その目的は、無事再会を果たした幼馴染と会食する為にある。
彼女とは一ヶ月近くも会っていなかった。
といっても……前回は前回でギデオン自身が暗殺事件の渦中にいた為、落ち着いては会話することもままならなかった。
シルクエッタが共和国への遠征に出て以来、もう一年以上経過している。
二人にとっては本当に久しぶりの事、お互い募る話も多くある。
「おっと……」
背負ったままのカバンがズレ落ちそうになり、彼は慌ててなおした。
旅行者が使うには、少々大き目で嵩張るが、この大きさが重要だった。
セントラルパークに向かうがてら、彼は園芸店へと立ち寄ることにした。
別段、園芸の趣味に目覚めたわけではない。
入用な物をいくつか揃えたかったからだ――――
「鉢植えと培養土、それにマジックソイル。これだけあれば、どうにかなるだろう」
「へぇ~、君って植物を育っているんだ!」
待ち合わせしたカフェテラスの前で購入した品を確認するギデオン。
すると、横脇からポニーテールの少女がひょっこりと顔を出してきた。
一瞬、誰か分からず目を見張る。
が、安らぐような匂いで彼女がシルクエッタだとすぐに判明した。
普段の法衣姿に見慣れてしまっていたギデオンにとって、数年ぶりに目にする幼馴染の私服は新鮮味があった。

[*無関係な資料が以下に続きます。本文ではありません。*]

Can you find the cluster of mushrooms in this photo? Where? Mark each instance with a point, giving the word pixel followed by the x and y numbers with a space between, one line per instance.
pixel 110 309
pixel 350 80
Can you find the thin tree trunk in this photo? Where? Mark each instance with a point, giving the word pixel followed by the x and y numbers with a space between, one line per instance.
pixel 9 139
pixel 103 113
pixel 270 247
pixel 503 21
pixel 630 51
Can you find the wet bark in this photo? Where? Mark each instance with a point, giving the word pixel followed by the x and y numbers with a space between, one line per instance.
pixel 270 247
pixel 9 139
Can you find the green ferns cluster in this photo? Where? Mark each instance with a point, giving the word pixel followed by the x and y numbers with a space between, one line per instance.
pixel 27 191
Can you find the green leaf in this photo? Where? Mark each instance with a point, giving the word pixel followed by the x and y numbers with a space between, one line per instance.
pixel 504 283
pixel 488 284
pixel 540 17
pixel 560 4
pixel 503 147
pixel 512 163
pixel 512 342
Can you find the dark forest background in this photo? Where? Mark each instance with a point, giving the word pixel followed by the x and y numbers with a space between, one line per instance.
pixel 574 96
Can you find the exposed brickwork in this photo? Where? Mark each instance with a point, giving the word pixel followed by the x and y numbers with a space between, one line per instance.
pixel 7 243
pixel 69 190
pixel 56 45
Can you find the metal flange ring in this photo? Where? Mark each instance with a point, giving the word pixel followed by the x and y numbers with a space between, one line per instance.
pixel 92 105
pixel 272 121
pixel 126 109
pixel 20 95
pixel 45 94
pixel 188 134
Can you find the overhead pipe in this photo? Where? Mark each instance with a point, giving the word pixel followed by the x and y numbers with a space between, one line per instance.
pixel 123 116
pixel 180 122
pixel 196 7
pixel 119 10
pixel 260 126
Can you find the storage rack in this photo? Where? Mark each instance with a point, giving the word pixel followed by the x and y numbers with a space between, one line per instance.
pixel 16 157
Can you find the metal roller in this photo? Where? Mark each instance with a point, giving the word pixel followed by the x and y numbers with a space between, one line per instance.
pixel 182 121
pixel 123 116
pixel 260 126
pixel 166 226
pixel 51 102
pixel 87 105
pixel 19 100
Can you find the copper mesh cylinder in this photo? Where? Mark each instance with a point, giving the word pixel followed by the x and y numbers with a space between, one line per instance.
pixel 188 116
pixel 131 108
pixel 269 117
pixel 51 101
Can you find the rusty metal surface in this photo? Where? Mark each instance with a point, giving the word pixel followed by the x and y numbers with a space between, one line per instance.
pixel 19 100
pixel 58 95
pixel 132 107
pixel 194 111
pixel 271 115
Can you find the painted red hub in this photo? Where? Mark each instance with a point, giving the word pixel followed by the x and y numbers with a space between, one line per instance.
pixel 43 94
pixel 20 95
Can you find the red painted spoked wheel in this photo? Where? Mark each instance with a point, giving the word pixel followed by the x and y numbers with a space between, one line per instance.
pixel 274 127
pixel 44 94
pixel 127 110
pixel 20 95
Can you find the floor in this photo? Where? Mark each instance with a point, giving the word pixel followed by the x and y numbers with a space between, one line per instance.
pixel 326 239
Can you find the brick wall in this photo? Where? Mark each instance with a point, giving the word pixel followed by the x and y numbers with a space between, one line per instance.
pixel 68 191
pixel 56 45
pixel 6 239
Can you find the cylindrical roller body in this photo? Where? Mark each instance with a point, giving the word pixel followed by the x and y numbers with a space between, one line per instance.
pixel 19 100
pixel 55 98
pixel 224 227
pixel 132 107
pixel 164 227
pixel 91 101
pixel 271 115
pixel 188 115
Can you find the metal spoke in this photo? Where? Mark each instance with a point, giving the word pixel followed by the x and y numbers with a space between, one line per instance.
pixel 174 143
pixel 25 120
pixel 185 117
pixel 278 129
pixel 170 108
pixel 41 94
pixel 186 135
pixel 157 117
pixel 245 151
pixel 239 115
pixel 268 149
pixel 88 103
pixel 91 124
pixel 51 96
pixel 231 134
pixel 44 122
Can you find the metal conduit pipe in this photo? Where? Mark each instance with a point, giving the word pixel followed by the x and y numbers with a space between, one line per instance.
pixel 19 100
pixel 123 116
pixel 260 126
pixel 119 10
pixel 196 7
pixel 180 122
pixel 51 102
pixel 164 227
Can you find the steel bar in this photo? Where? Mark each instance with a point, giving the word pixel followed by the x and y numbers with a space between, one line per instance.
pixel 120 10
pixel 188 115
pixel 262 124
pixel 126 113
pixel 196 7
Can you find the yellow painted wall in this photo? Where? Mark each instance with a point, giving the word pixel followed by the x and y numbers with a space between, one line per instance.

薄紫色のプリーツドレスとの色合いの対比が、シルクエッタの瑠璃色の瞳を一際、強調させている。
胸元にはささやかな銀のネックレスが、煌めいている。
いつもの魔除けのモノではない……しっかりとしたアクセサリーだ。
「どうしたの? ヘンかな……」シルクエッタが少し不安気に問いかける。
「僕にそれを訊くのかい?」とギデオンが返してみせると彼女はクスクスと笑っていた。
ギデオンはシルクエッタを――
シルクエッタはギデオンを――
深く理解し通じ合っていた。
言葉足らずでもお互いが何を抱え、何を望んでいるのか、ほんのわずかな挙動で見抜けてしまう。
嘘などは通じない、口にすれば一瞬で分かってしまう。
それでも、彼らは互いの嘘を赦し合っている。
例え、相手に察せられているとしても必ず理解してくれる事は分かっていた。
分かりすぎているが故に、甘え依存しまう自分たちが怖かった。
物事に永遠などない、いつかは瓦解する時が訪れる。
彼らは大人になりつつあった……。
だからこそ、その時が訪れるまでは一緒に寄り添いたいとギデオンは思っていた。
でも、シルクエッタは違った。
想いは一緒でも考えは異なる。
彼女は、ギデオンに対して幼馴染以上の特別な感情を抱いてしまっていた。
イケない事だと知っていても、何がイケないのか納得できなかった。
ただただ、彼に拒絶される事を恐怖してしまった。
恐れている内に、彼の傍にいるのが辛くなってしまった。
それが、シルクエッタの共和国遠征の理由だ。
この事だけは絶対に口にできない。
こんな話を知られれば、きっと彼は傷つき自分に幻滅する。
なぜなら、ギデオンは慈愛の精神に満ちたシルクエッタを敬い慕っている。
彼女は胸が痛くなるほど、自身の行いを後悔していた。
決して不純な想いを抱いたからではない。
彼と離れ離れになるのがこんなにの心苦しいと思わなかったからだ。
その事があったからだろう。
シルクエッタは信仰心は自身の願望により揺らぎ始めていた――――――
「シルクエッタ?」呆然としながらテーブルに座ったままの彼女にギデオンが呼び掛けた。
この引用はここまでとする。